Background. Biomarker-based assessments of biological samples are widespread in clinical, pre-clinical, and epidemiological investigations. We previously developed serum metabolomic profiles assessed by HPLC-separations coupled with coulometric array detection that can accurately identify ad libitum fed and caloric-restricted rats. These profiles are being adapted for human epidemiology studies, given the importance of energy balance in human disease. Methods. Human plasma samples were biochemically analyzed using HPLC separations coupled with coulometric electrode array detection. Results. We identified these markers/metabolites in human plasma, and then used them to determine which human samples represent blinded duplicates with 100% accuracy (N = 30 of 30). At least 47 of 61 metabolites tested were sufficiently stable for use even after 48 hours of exposure to shipping conditions.
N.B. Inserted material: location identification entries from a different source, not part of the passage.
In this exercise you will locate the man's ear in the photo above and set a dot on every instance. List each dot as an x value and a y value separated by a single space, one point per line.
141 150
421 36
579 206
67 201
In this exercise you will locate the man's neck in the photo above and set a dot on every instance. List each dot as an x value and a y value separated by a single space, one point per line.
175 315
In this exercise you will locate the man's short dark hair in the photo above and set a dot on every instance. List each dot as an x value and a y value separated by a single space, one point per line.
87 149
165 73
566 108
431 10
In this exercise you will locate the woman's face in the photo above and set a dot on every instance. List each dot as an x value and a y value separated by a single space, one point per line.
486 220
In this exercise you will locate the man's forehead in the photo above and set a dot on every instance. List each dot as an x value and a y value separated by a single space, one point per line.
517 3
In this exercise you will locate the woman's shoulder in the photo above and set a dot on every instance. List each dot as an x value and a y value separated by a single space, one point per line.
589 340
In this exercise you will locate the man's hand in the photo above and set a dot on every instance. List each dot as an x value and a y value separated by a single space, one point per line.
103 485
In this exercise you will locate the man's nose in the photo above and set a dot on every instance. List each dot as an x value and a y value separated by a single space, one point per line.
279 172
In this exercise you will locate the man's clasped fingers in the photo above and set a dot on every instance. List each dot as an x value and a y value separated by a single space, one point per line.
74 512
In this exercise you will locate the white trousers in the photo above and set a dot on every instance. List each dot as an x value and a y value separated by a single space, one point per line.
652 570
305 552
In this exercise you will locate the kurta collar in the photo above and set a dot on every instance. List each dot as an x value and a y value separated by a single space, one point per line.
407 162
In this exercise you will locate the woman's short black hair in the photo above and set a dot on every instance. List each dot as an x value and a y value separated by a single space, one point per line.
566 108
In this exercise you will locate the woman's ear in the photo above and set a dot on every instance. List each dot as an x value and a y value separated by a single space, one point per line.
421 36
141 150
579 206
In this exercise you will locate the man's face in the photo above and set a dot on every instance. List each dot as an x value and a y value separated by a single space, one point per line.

Stability of some metabolites differed between individuals (N = 10 at 0, 24, and 48 hours), suggesting the influence of some biological factors on parameters normally considered as analytical. Conclusion. Overall analytical precision (mean median CV, ∼9%) and total between-person variation (median CV, ∼50-70%) appear well suited to enable use of metabolomics markers in human clinical trials and epidemiological studies, including studies of the effect of caloric intake and balance on long-term cancer risk. © 2007 Shurubor et al; licensee BioMed Central Ltd.